All most no heating bills, but you really needed sunglasses a lot. The Vermont Architect had me add 2 awning windows that were up at the peaks, on the ends that were open 8-9 month a year to varying degrees, just like in an old barn. Each May we put up Awnings across the S facing front and with big sliders to capture air, a screen porch on the N. side and the peak windows, it was fully comfortable on most summer days. (What happened next, I sell the home, a year layer there is an accidental fire, they build new the next owner immediately put on a front porch, blocked the sun, and put in a traditional heating system. And so it goes. )
Pro - Bright and winter toasty, low energy costs... Con .. a little too warm in the shoulder months, awning maintenance, my wife didn't really care for the temp. swing, but fans and Russian stove worked on that. There were compromises and nothing fully black and white.
Fast forward 20 years, I purchased a highly insulated Cape with the wrong orientation, I have adapted this place 3 different ways to tomorrow, with more glass, more insulation, porch adaptation etc.., PV system.. it all works reasonably well. This also has awnings... everyone should use awnings, they add charm and really work. I do not care for this house nearly as much.
Pros, traditional, lives reasonably and mostly efficient. Cons - the wrong axis forces fossil fuel usage, lights, heat etc .. due to rm layout and livability. Pro and Con are really the same as I am the enemy, I am far too aware of thermostats and light switches, even though we have PV and almost no electric cost. More compromises..my wife likes this place better.
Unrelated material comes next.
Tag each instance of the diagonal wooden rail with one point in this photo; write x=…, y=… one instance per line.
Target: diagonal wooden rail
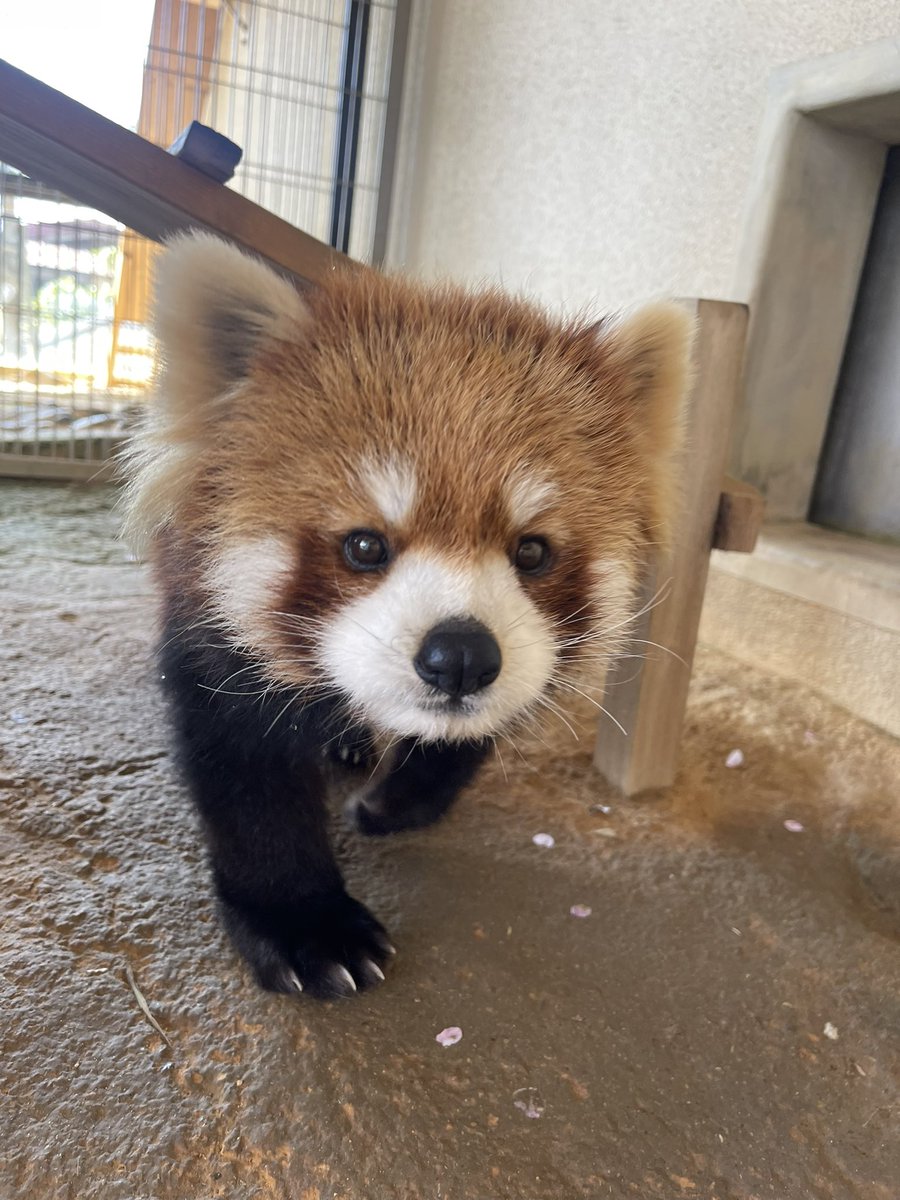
x=96, y=162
The Shed is a hybrid- it has the right axis, windows mostly south, 2 ft over hang roof, summer awnings, fully vented metal roof, insulated concrete slab floor w/ pex installed, one floor 1800 sqft.. Ice and water wrapped, 6" + recycled foam on the external walls and 8" external ceiling,
The Compromises first, I would rather have more solar gain in the winter, bright and warm wins. Having to open a venting window or large doors is the compromise. Nothing too mechanical please, it costs a lot and low ROI,. The compromise of Awnings and airflow will resolve most summer issues. It is the magical mini-split, that will be needed most, to take the edge off winter and summer. (there may even be an issue with those mini-splits), The slab will also play a role in some way. PV will be added before the end of 2016, This building may never actually go on to the grid.
If you have a growing family, there will be compromise, parents moving back in compromise, retrofit compromise, the technology compromise, millennial compromise, the Uberization compromise, the Financial compromise. Being in the RE Brokerage business, with emphasis on Marketing and Sales, I can attest to less is usually more, technology is as much a trap as a help, there is always something new.... and time tested design, products and methods usually win.
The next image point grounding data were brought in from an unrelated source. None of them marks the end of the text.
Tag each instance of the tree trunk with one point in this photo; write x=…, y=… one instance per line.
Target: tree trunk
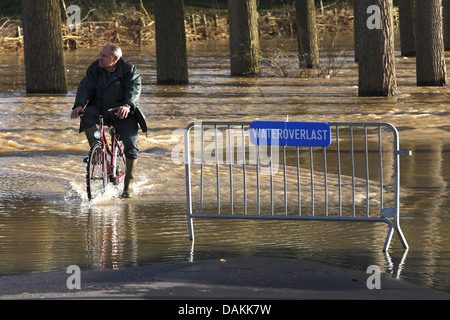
x=308, y=49
x=45, y=70
x=376, y=50
x=171, y=56
x=430, y=59
x=407, y=29
x=446, y=19
x=244, y=38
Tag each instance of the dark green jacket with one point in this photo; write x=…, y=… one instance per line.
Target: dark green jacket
x=103, y=91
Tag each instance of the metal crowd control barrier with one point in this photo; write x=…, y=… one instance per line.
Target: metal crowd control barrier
x=354, y=178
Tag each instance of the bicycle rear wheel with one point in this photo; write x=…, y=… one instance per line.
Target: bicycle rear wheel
x=96, y=172
x=120, y=162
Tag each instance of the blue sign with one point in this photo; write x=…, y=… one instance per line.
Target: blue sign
x=286, y=133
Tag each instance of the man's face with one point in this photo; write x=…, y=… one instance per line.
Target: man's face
x=105, y=60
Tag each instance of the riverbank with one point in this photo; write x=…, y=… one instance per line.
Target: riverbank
x=237, y=278
x=136, y=27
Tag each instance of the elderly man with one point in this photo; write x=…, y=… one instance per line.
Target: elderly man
x=112, y=83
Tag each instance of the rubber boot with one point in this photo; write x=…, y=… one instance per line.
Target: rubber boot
x=128, y=191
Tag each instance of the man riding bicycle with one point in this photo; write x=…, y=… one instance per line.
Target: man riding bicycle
x=112, y=83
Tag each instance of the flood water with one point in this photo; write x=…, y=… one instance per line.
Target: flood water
x=47, y=224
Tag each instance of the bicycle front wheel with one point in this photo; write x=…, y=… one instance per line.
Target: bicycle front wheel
x=96, y=172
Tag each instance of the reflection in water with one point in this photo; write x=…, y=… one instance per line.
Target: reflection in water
x=47, y=224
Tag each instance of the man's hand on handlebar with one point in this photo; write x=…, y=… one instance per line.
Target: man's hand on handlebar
x=122, y=111
x=76, y=112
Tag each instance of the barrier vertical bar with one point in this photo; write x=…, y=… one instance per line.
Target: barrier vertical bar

Sorry for the soap box turn, but I just read about the Romans and the aqueducts, the mini-split cop efficiencies and then passive solar ... I couldn't help myself. The sun wins in multiple ways, the technology of insulation wins, the idea of simple planning and design wins and it must have financial and environmental sense. I'm done. Thanks.
Response to Howard Kelley
Thanks for sharing your experience. It's all relevant, and it all rings true.
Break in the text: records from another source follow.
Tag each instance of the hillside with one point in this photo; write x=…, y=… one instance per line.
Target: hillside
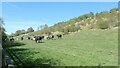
x=85, y=48
x=102, y=20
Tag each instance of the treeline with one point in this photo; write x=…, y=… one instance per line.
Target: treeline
x=102, y=20
x=20, y=32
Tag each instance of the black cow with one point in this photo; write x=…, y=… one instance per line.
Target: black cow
x=59, y=36
x=38, y=38
x=29, y=38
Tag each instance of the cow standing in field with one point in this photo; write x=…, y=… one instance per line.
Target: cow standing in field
x=29, y=38
x=38, y=38
x=59, y=36
x=50, y=37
Indeed, the energy nerd often has different expectations and desires from the energy nerd's spouse. This raises many questions; for example, why is it that the energy nerd is willing to accept wider indoor temperature swings than the energy nerd's spouse? Is it because the energy nerd, by definition, is invigorated by these temperature swings? Or is it because the energy nerd is willfully blind to data that don't fit the energy nerd's world view?